Public trust in the national church decreased by 10% between last year and this year, RÚV reports, according to the findings of a new Gallup poll. Only about one third of respondents trust the church a great deal or completely, while 40% trust it very little, and approval of the job Bishop Agnes M. Sigurðardóttir is doing has never been lower. Most Icelanders want separation of church and state.
While high levels of trust in the church were at about 60% in 1999, it is now down to 33%, but the lowest it has ever been was in 2012, when it was at 28%. Interestingly, 65% of Icelanders are officially registered in the church, indicating that a significant portion of the church’s own parishioners do not trust the institution to a significant degree.
In terms of demographics, older people and voters for the Independence Party and Centre Party were the most likely to trust the church, but high income earners were the least likely to trust the church much at all.
Support for the Bishop has also been on the wane. Only 14% of respondents said they are pleased with the work she has been doing, down from 27% last year and 45% in 2012, the first year of her service in office.

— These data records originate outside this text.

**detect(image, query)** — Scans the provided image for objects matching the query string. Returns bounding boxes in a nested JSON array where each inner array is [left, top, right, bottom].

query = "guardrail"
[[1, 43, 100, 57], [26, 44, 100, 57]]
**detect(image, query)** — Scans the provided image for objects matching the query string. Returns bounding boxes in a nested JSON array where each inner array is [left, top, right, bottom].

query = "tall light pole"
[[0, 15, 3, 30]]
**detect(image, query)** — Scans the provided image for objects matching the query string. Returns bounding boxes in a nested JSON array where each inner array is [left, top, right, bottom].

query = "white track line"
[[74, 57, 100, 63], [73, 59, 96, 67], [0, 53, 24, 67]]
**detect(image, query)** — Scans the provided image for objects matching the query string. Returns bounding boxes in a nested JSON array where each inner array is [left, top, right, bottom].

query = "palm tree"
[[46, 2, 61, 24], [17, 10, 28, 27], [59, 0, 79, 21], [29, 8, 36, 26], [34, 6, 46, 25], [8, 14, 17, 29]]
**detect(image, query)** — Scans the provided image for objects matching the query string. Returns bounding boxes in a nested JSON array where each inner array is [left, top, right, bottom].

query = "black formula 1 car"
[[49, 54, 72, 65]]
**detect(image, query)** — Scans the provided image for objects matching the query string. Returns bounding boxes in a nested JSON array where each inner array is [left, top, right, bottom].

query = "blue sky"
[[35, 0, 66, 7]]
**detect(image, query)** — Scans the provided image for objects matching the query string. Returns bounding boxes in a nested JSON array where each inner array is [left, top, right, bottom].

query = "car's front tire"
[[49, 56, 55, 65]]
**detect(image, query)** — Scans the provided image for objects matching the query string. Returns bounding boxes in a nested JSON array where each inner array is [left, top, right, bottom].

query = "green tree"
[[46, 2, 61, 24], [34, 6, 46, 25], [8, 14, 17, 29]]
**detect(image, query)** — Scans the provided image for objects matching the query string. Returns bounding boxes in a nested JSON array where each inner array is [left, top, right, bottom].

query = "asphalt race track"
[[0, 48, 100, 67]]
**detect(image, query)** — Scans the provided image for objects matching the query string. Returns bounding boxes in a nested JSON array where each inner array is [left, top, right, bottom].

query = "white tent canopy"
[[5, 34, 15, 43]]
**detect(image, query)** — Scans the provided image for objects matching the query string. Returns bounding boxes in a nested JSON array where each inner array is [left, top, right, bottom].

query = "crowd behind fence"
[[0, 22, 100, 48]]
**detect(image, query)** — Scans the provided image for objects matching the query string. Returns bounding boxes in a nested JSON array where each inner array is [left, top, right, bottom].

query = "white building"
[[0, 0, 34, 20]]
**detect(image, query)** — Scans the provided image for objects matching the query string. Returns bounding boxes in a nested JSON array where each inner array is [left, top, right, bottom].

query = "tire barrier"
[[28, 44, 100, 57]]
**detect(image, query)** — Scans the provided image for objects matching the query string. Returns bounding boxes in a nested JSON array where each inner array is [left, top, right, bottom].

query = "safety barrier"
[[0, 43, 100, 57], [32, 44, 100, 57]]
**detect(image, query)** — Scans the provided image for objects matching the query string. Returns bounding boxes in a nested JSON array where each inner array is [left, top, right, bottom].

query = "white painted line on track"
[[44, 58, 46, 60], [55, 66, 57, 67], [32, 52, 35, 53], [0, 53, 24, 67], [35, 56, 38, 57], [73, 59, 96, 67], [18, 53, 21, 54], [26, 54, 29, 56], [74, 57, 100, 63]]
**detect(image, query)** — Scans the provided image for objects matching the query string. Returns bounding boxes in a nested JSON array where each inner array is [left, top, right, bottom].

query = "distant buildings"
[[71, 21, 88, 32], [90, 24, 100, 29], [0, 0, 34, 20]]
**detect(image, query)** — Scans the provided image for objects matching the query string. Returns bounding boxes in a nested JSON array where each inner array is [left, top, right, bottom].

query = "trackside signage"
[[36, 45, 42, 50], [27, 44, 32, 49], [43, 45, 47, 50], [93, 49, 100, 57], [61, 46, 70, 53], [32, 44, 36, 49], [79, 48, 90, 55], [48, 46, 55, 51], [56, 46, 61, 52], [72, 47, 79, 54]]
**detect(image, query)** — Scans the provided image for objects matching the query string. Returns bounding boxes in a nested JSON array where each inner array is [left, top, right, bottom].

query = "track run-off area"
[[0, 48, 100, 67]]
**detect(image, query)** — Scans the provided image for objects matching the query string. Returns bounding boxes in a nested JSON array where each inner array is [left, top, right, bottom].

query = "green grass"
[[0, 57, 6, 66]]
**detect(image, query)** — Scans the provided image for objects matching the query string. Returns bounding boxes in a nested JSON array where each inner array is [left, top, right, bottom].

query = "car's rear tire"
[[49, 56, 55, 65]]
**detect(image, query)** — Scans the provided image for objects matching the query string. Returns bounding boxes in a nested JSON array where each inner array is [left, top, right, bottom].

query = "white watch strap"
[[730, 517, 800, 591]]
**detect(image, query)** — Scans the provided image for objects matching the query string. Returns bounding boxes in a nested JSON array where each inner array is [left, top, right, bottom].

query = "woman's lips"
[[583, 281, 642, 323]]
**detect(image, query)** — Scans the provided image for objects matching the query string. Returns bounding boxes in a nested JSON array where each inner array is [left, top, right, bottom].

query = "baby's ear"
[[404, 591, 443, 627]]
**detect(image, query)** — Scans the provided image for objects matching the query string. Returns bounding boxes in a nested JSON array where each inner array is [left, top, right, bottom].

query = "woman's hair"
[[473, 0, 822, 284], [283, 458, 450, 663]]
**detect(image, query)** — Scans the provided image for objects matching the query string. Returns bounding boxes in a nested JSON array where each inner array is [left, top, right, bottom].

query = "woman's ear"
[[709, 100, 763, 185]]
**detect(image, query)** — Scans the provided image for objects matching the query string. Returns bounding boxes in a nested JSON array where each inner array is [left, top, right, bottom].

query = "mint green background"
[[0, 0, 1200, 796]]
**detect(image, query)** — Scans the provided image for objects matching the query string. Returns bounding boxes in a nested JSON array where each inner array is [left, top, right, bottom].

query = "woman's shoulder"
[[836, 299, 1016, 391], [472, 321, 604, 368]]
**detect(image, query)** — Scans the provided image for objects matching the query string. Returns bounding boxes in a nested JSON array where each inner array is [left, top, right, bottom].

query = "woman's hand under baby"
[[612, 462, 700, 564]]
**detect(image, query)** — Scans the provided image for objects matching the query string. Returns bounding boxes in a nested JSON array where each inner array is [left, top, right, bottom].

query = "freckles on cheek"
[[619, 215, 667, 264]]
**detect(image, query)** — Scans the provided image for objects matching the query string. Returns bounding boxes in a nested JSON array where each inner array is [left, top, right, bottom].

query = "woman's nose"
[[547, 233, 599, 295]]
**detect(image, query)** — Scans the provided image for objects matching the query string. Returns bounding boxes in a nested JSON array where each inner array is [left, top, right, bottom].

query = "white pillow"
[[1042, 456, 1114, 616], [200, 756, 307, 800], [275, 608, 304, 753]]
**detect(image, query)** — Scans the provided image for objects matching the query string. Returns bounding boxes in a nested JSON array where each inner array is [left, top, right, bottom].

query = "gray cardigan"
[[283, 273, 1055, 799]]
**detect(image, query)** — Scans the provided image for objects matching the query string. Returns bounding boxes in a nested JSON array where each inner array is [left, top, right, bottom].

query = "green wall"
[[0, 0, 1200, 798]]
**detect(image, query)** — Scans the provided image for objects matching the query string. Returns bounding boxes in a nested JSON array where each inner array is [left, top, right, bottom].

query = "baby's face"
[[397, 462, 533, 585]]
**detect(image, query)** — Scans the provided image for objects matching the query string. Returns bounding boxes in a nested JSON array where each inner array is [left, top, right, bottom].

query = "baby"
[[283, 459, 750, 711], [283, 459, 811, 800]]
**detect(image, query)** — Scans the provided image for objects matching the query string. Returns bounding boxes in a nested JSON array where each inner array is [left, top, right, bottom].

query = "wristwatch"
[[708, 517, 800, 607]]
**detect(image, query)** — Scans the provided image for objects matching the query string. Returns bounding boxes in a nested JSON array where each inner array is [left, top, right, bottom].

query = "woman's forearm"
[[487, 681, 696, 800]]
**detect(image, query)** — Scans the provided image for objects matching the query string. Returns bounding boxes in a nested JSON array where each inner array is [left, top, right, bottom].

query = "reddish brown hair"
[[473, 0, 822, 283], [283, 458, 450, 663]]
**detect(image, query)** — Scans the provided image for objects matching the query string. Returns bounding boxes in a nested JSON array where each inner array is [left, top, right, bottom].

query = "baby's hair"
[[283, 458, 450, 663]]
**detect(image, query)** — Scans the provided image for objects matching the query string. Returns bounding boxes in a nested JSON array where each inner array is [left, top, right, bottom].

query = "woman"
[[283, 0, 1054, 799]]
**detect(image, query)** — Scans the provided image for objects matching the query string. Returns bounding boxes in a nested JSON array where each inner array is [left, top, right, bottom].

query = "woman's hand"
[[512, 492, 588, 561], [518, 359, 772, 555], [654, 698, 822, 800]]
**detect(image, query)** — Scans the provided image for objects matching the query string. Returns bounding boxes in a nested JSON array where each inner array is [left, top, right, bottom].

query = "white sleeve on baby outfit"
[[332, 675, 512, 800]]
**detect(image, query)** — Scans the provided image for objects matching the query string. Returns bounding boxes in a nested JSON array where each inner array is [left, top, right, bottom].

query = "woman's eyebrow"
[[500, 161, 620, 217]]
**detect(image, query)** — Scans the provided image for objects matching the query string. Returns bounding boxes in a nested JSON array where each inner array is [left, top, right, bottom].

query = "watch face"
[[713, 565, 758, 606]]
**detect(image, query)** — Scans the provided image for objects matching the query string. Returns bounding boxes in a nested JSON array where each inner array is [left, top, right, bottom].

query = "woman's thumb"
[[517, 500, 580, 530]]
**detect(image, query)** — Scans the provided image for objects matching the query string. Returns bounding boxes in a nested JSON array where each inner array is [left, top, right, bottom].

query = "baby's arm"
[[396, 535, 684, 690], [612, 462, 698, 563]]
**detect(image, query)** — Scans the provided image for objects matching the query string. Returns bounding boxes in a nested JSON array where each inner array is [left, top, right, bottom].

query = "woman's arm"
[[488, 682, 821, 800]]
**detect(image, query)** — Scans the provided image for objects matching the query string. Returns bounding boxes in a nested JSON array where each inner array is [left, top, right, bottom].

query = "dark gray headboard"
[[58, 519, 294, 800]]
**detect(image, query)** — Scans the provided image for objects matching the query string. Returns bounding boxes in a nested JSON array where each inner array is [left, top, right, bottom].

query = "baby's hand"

The majority of respondents also support separation of church and state, with 54% supporting the idea; 23% against it, and 23% with no opinion on the matter. This is a growing sentiment, and one supported by at least one member of the clergy itself.

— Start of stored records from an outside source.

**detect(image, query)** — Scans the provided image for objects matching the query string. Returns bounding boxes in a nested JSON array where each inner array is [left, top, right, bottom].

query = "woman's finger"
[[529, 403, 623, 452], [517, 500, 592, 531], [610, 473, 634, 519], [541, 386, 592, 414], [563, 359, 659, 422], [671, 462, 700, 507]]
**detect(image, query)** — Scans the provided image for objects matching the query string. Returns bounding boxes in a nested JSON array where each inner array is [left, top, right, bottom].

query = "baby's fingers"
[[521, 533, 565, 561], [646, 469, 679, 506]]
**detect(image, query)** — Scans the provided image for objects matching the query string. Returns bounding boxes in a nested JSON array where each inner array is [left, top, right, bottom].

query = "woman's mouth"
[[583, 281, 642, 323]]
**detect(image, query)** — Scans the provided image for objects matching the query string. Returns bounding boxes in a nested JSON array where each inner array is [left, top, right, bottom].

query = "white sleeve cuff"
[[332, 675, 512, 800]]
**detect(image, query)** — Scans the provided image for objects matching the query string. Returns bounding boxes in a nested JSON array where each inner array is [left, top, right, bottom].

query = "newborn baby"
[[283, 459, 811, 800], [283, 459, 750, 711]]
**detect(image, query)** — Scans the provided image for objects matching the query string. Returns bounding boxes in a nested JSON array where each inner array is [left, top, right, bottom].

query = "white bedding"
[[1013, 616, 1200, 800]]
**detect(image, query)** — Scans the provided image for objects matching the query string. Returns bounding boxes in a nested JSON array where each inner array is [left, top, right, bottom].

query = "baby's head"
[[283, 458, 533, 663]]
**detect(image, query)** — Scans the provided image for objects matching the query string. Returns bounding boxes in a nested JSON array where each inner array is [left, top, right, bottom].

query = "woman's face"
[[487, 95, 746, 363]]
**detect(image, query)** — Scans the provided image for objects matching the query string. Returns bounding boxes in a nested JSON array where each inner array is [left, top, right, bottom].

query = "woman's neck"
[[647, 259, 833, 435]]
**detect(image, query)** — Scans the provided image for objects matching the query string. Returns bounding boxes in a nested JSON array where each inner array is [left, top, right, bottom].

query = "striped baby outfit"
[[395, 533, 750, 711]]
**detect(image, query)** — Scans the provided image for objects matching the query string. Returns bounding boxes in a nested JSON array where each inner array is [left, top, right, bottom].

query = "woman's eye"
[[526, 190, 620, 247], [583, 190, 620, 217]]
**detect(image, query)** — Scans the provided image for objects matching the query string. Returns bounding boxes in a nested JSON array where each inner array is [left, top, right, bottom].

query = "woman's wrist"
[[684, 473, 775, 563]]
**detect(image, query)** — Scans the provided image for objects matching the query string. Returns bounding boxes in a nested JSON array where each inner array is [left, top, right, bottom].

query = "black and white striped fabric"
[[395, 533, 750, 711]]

As reported, more people have been leaving the church than joining for several years now.
Nonetheless, the national church is still enshrined in the Icelandic constitution as having the right to government support. The most recent funding allocations to the church total over 2.8 billion ISK, in addition to the parishioner fees that are automatically deducted from registered members. The Bishop herself earns over 1 million ISK per month, while parish priests usually earn about half a million, in addition to what they might charge for services such as weddings, baptisms and confirmations.